"Twilight" Ruminations

Speaking as someone who read and enjoyed Stephenie Meyer's popular teen novel, Twilight, I found Catherine Hardwicke's film adaptation, that has been greeted with mass hysteria by teenage girls all over the country, to be somewhat lacking.

I've been an admirer of Hardwicke's work since Thirteen in 2003, and found quite a lot to like in her severely underrated Lords of Dogtown. But with her edgy sensibilities severely tempered in the dull The Nativity Story one of her biggest weaknesses started to become apparent - a weakness that Twilight has compounded. Hardwicke is a talented visual stylist, but in many ways a weak storyteller. There are some beautiful moments in Twilight, but they are often hampered by intrusive and inappropriate use of music and an overall lack of narrative movement. It just doesn't flow well. When you add that to the fact that many moments that seemed wondrous and magical on the page, seem hokey and contrived on the screen (Edward's supersonic running is especially laughable), then Twilight fails to live up to its full potential.

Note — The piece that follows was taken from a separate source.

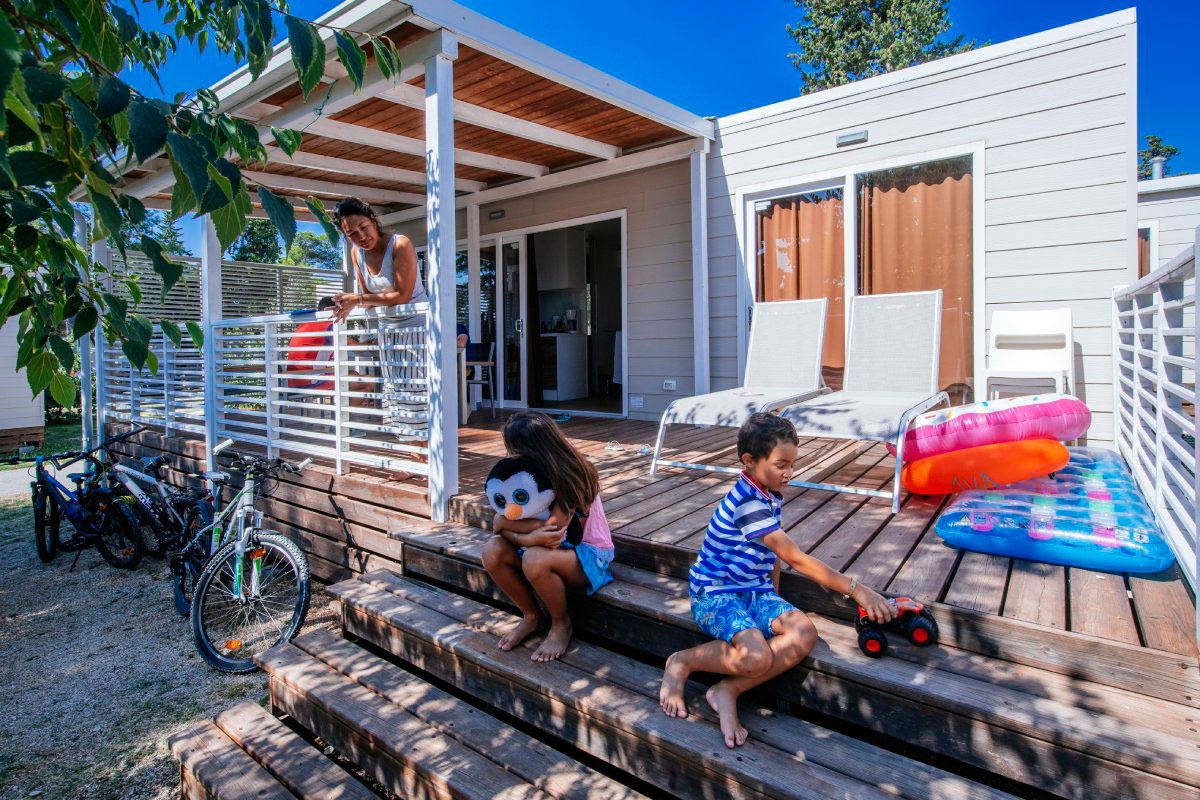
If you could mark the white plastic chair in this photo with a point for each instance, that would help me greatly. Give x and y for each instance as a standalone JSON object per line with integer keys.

Not that there was much to begin with. Quite honestly I feel it's a story better suited to the page than the screen, or at least to a director whose storytelling skills match their visual prowess.

Twilight never had a strong narrative to begin with. It's filled with long passages of breathless, enraptured descriptions of Edward's beauty and Bella's burgeoning love for him. Hardwicke attempts to up the ante and keep things moving by pulling the film's villains that don't appear until the end of the novel into a series of interludes that keeps a sense of danger over the film and a semblance of a plot that really doesn't exist.

It doesn't really add anything to the film but its a commendable effort. But ultimately I just didn't feel it the way I did in the book, the deep sense of longing just isn't there, nor, strangely, is the sense of danger despite the strengthened efforts in that area.

I'll tap out a full review for The Dispatch for Thursday. Until then I'm left with a film I never expected to be good, that nevertheless has not hampered my enjoyment of an entertaining little piece of teen pulp fiction. But for now, I'm ready to put Twilight aside for a while. It passed critical mass on my overexposure meter a long time ago.